Dr. Mignon Schwenke: Karow als Bahnkreuz reaktivieren - durchgängige Südbahn und länderübergreifende Regionalbahn gemeinsam mit Brandenburg einrichten

Frau Präsidentin,

meine Damen und Herren,

das Thema Südbahn bewegt meine Fraktion und mich seit Herbst 2013. Gemeinsam mit Abgeordneten anderer Parteien, insbesondere der Kommunalebene, kämpfe ich für die Südbahn. Besonders hervorheben möchte ich aber die Bürgerinitiative Pro Schiene, die unermüdlich ohne aufzugeben bis heute mit vielen Vorschlägen und Forderungen an die Kreise und das Land herantreten.
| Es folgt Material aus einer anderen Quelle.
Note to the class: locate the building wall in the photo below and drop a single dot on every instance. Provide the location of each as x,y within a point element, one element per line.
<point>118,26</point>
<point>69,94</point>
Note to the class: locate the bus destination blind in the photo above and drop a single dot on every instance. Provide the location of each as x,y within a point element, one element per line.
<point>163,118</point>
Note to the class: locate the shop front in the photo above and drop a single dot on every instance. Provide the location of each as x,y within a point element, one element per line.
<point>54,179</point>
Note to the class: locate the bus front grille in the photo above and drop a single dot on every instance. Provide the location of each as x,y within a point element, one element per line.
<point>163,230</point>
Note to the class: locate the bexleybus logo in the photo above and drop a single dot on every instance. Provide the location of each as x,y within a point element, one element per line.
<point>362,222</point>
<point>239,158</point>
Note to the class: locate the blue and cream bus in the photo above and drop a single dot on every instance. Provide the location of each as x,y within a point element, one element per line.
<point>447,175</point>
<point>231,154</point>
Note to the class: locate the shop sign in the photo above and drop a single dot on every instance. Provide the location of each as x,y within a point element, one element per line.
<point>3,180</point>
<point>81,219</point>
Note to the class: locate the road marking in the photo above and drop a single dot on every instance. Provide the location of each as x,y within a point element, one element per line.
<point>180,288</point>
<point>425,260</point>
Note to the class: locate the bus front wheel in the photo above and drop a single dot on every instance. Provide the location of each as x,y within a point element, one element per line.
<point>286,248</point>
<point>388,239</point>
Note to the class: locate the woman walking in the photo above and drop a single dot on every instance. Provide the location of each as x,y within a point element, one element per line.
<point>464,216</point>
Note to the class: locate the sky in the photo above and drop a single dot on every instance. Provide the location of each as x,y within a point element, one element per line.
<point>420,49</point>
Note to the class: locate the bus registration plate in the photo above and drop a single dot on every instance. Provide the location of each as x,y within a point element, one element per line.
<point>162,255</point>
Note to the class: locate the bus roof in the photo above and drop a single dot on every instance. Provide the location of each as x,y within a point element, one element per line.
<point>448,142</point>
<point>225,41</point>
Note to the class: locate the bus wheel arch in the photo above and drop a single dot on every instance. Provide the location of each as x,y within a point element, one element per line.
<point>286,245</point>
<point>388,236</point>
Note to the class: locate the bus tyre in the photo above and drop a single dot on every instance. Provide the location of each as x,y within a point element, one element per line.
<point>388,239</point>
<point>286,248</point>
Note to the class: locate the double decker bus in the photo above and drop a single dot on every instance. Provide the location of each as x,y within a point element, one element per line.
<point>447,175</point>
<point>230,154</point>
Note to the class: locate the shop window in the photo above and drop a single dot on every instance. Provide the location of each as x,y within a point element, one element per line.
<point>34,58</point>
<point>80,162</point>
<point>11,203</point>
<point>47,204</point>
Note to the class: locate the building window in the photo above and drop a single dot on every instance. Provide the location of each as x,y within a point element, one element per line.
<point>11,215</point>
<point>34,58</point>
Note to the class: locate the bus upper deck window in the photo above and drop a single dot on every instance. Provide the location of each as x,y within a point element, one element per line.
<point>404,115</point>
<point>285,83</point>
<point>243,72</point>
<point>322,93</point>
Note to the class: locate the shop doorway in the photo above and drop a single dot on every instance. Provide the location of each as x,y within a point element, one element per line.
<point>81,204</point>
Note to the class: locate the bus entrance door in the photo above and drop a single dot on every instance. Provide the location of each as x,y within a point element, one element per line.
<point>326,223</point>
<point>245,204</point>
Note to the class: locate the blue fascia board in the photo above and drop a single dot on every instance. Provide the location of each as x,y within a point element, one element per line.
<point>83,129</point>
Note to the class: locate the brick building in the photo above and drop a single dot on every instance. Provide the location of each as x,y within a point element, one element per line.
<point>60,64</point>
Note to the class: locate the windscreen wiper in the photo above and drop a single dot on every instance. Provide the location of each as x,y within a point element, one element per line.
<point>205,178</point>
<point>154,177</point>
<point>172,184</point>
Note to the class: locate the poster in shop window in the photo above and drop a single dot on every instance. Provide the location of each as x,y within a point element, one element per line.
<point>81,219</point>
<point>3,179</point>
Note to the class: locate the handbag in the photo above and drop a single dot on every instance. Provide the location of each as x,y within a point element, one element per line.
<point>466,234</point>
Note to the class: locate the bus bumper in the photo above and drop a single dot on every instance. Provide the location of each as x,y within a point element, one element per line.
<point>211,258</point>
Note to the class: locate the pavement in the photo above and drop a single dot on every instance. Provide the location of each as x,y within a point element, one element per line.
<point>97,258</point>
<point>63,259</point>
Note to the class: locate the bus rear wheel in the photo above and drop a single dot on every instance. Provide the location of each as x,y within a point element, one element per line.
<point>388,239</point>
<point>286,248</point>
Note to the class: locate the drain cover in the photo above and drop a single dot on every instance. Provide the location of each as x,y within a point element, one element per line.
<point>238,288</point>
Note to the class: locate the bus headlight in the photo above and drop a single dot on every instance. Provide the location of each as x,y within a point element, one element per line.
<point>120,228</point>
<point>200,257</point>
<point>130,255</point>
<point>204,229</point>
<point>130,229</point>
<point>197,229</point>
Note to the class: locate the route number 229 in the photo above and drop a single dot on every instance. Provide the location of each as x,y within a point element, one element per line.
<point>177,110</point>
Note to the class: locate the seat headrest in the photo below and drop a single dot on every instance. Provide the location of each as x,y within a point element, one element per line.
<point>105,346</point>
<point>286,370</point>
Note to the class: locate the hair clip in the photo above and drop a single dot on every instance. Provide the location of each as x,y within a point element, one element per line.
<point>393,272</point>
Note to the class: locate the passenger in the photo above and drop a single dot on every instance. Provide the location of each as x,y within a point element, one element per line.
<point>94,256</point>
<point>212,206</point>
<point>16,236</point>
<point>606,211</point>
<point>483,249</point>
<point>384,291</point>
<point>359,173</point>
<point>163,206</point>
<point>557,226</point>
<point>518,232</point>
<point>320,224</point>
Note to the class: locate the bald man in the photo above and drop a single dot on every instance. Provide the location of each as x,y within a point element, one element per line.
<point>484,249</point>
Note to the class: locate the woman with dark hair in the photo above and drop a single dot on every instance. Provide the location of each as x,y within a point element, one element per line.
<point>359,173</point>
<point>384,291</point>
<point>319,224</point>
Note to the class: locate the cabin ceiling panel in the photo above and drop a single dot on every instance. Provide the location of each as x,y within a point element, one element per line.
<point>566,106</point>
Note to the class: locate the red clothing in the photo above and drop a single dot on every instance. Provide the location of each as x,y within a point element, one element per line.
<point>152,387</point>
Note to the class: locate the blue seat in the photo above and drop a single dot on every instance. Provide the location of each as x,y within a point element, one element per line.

Und ich habe immer noch einen bemerkenswerten Redebeitrag von Kollegen Waldmüller im Landtagsplenum im Ohr, den er anlässlich eines fraktionsübergreifenden Antrages regionaler Abgeordneter zur Rettung der Südbahn hielt. Drei mutige Sätze aus dem Redebeitrag gebe ich sinngemäß wieder und appelliere an Sie alle, Herz und Hirn dafür zu öffnen:

  1. Er verwies darauf, dass für den Erhalt der Südbahn zuallererst politischer Wille der Verantwortungsträger notwendig sei.
  2. Er betonte, dass erst ein Angebot unattraktiv gemacht würde und dann voller Verwunderung festgestellt werde, dass es keiner wahrnimmt.
  3. Er mahnte, wir dürfen den Menschen im ländlichen Raum nicht das Gefühl geben, abgeschrieben zu sein.

Nach etlichen Anträgen zum Erhalt der Südbahn ziehe ich heute Bilanz. Zumindest die endgültige Stilllegung ist vom Tisch und bis 2027 ist der Saisonverkehr gesichert. Wir konstatieren, dass die Fronten zwischen den unermüdlichen Aktivisten und dem Land als Aufgabenträger nicht mehr so unversöhnlich und verhärtet sind und ein Umdenken in Richtung Schiene stattfindet.

Und auch der neue Geschäftsführer der landeseigenen Verkehrsgesellschaft ist ein Gewinn für Entwicklung und Stärkung des öffentlichen Nahverkehrs insgesamt. Er hat verstanden, dass es ohne eine Koordinierung des Nahverkehrs insgesamt, also von Bus und Bahn nicht weitergehen kann.

Ich stelle nicht in Abrede, dass durchaus Verbesserungen im Regionalbahnangebot erfolgten. Ich sehe auch nicht erst heute die Zwänge, dass wegen fehlender Fernverkehrszüge das Land mit Regionalbahnangeboten Lücken schließen muss.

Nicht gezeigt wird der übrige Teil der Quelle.